Yes, we are saying it, don’t connect too many devices to your network at once and open multiple internet usage applications like Netflix, Hulu, Xbox live simultaneously. Devices that come with better hardware will be able to function normally like your latest smartphone and laptop but the older computers and smart TVs won’t be able to get their data packets and will start to show a lag in their networking. If there are many applications running on your device, and you believe closing some of them won’t hurt your productivity, then you should close them and free up some of the network bandwidth.

On the other hand, sometimes it’s not the network that is causing the latency but the CPU, as it’s not able to process the network traffic because one of the applications is misbehaving and taking the whole CPU usage for itself.

  • Malware Removal

There could be malware present in your computer, which is causing the computer to slow down. Some of the most common forms of malware are network worm hijacks which take over the computer systems along with the programs installed in it and other network communications, which leads to the computer performing quite sluggishly. You can take the help of antivirus to remove malware from your PC.

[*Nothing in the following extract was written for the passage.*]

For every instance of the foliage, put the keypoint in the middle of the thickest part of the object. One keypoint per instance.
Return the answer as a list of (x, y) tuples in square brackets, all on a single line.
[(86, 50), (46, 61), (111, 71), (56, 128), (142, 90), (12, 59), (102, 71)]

  • Use a Wired Connection

When you are playing an online game, you are likely going to see a bit of a lag when you are using a wireless connection. Many professional esports players prefer to have a wired connection instead of WiFi because ethernet supports lower latencies. Also, a wired connection does avoid a risk of interference which is a common occurrence in a wireless connection.

  • Use Cache

A cache is temporary local storage for the files and the data of the websites, which are being visited frequently. The cache will stash the files, images and other pertinent data in your browser, and when you visit that web page again your browser will upload it instantly from the cache with no need of requesting and accepting the same file from the server again and again.


So, this is what you need to know about latency. Latency depends on multiple aspects of both the network and the hardware you are using to connect to the network.10 ms to 50 ms comes in the line of expected latency, anything beyond 50ms can be regarded as unexpected latency, and if your network goes beyond 100ms latency, you need to contact your ISP and ask them to fix the issue so that you can use the network at its optimal speed.